Filing shows that Cognos went to IBM first for buyout talks

Cognos shareholders will vote on the $5B deal Jan. 14

Cognos Inc. executives first approached IBM in the months leading up to IBM's pending $5 billion deal to buy the company, not the other way around, according to a document Cognos submitted Friday to the U.S. Securities and Exchange Commission.

The filing was prepared for Cognos shareholders in advance of the Jan. 14 vote on the sale.

The details it provides of the negotiations between IBM and the company stand in contrast to past statements made by Rob Ashe, the Canadian business-intelligence software maker's CEO, who at one time stressed that the company's game plan was to become the top independent BI vendor in the market.

But clearly, those ambitions weakened as the market saw a dramatic consolidation in 2007, with SAP AG scooping up Business Objects and Oracle buying Hyperion.

In fact, Cognos talked with potential suitors as far back as the middle of last year, according to the filing.
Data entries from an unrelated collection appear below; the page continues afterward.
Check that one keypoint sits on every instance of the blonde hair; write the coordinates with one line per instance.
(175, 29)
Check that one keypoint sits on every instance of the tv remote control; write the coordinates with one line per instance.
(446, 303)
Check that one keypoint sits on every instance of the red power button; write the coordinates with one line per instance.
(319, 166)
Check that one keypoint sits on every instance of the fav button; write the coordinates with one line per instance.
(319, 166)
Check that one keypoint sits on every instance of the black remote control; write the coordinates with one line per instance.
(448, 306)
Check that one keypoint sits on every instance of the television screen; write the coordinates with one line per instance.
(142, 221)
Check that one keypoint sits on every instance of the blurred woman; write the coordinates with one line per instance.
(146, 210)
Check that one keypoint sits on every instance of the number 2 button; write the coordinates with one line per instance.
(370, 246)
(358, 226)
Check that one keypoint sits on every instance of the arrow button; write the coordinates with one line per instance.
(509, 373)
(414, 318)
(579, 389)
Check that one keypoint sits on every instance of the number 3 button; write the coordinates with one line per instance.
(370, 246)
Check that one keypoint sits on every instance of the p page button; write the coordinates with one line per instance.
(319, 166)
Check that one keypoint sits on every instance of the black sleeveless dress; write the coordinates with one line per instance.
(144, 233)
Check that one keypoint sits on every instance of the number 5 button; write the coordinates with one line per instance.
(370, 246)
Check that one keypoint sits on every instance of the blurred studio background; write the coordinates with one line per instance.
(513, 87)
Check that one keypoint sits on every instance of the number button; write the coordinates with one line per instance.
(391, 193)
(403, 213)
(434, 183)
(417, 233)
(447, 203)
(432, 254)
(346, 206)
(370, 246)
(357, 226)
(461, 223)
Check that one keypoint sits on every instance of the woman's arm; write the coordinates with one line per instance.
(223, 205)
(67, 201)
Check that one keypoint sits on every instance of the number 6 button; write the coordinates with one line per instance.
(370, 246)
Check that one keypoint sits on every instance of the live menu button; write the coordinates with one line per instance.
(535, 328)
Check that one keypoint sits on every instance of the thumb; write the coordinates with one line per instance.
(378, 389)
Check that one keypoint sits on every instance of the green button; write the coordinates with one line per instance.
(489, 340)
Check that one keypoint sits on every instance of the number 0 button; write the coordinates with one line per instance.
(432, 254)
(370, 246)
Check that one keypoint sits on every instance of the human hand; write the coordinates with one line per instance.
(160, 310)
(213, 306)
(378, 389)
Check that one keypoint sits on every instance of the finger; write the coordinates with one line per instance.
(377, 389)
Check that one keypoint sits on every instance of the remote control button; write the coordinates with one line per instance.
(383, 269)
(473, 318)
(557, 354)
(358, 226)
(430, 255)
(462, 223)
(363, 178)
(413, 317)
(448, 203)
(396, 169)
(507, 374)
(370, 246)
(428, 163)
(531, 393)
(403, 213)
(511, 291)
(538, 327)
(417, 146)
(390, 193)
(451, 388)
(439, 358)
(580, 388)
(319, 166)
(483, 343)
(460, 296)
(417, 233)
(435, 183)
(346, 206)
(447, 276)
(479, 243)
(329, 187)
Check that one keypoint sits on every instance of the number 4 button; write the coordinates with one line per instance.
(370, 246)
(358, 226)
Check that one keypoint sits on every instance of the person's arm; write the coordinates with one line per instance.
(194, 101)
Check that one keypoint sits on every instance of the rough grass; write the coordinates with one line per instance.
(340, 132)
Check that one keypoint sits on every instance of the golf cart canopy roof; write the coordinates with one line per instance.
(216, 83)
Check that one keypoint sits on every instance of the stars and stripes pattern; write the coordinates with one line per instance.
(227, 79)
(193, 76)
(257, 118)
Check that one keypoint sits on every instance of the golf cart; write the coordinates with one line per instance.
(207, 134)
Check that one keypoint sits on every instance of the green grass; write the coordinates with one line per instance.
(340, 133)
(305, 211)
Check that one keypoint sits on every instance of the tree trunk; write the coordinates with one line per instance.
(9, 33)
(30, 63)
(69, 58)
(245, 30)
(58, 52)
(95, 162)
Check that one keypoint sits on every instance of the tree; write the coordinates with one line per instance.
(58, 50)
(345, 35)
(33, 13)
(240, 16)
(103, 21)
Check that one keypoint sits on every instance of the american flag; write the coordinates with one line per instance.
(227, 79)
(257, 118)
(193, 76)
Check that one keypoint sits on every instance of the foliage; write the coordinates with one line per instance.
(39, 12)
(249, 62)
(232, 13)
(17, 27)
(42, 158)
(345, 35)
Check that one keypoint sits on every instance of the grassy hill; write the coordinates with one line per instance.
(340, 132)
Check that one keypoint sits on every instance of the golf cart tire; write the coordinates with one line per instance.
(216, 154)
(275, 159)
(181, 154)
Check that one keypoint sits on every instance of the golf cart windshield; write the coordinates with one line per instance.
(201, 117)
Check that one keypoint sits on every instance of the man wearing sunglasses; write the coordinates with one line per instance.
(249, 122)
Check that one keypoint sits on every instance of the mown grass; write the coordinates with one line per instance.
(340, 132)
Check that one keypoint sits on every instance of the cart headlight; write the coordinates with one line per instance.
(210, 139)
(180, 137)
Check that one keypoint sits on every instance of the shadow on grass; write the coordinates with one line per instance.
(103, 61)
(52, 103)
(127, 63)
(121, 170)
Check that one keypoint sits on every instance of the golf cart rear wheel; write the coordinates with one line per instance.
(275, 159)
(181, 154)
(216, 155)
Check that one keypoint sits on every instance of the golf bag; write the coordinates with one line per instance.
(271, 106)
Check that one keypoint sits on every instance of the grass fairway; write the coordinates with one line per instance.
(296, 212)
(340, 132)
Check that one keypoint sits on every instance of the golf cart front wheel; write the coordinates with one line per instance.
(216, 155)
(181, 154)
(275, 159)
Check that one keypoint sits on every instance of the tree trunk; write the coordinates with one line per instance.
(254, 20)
A firm that Cognos identified only as "Company X" approached it about a possible acquisition on July 19, 2006, but those discussions eventually broke down, according to the filing, which does not reveal Company X's price-per-share offer.
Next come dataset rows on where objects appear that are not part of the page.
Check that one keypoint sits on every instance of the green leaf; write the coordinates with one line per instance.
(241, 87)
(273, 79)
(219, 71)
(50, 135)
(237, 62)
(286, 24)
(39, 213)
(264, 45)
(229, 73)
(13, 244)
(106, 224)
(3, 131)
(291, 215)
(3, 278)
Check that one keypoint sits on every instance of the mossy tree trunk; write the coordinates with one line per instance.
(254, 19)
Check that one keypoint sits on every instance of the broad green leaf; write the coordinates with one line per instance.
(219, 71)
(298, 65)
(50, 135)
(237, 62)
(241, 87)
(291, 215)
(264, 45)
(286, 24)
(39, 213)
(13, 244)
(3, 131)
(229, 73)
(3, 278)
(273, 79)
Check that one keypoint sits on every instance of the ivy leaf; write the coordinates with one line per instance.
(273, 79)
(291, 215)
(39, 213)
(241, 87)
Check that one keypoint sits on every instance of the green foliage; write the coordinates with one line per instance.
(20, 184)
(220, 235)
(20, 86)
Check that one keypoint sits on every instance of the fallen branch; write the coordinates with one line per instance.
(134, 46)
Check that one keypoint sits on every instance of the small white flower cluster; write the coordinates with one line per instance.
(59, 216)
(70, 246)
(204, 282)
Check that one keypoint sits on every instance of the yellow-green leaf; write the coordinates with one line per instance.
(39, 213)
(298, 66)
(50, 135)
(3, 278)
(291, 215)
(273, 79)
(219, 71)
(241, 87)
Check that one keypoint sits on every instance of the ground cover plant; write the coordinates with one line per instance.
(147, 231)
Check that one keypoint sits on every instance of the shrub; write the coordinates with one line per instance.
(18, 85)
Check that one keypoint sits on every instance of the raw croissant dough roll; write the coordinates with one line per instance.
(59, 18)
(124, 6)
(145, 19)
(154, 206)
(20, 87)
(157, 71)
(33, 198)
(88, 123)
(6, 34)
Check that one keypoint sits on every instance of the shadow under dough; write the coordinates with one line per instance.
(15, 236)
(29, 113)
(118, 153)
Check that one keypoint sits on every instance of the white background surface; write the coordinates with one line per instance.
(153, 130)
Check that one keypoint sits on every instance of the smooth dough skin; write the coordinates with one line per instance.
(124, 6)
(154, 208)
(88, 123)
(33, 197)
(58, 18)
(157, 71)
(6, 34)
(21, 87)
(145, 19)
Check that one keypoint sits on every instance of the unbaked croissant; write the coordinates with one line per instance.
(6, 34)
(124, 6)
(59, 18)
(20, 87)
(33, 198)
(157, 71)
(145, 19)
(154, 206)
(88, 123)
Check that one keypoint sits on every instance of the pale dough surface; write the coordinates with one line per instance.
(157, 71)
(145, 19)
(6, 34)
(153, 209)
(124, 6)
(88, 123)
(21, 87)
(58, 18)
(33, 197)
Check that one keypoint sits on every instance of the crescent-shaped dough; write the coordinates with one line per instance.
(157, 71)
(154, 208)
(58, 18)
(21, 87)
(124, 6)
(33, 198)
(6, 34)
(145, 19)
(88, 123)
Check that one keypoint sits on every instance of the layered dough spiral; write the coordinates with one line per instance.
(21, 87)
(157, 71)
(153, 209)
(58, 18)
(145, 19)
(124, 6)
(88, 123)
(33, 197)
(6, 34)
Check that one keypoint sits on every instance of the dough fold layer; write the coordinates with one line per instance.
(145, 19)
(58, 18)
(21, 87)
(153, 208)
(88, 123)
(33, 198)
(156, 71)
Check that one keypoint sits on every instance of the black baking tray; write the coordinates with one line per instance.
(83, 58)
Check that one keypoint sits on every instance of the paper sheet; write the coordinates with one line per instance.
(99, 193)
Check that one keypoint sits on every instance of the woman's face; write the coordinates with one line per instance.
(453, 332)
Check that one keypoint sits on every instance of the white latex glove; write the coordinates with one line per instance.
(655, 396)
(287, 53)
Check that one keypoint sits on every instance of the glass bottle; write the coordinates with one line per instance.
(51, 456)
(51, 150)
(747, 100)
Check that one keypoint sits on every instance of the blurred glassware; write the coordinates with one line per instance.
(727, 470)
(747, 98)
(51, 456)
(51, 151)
Negotiations ceased on Nov. 20, 2006, and Cognos subsequently reached out to IBM in December 2006 to gauge its interest, according to the filing. "While our board of directors had not determined that a sale of Cognos was the most desirable outcome, it believed that IBM's interest was of relevance in considering any strategic alternative in the event that Company X or other potential acquirers approached us," it states.

Company X attempted to restart talks with Cognos on Dec. 6 but refused to raise its offer, according to the filing.

Ashe then met on Jan. 8 with Ambuj Goyal, general manager of IBM's information management division, and Steve Mills, senior vice president and group executive, IBM Software Group.

Cognos entered a confidentiality agreement with IBM on Jan. 31, and executives from the two companies met a second time on Feb. 2. Talks continued throughout the year but revolved around partnership opportunities until Sept. 21, when Goyal and David Johnson, IBM's vice president of corporate development, called Ashe "on an unsolicited basis, and expressed IBM's interest in acquiring Cognos," the filing states.

The two firms spent the next several weeks haggling over a price for Cognos. IBM's initial offer was $50 to $52 per common share in cash, but Cognos deemed it insufficient, according to the filing.

Following a series of back-and-forth negotiations, IBM raised its price to $57. Cognos did not accept but said it would proceed based on a $58-per-share offer, the filing states.

IBM agreed, and the firms eventually signed the deal on Nov. 11.

A spokeswoman said that Cognos would not comment on the filing. Shares of the company were trading at about $57 midday.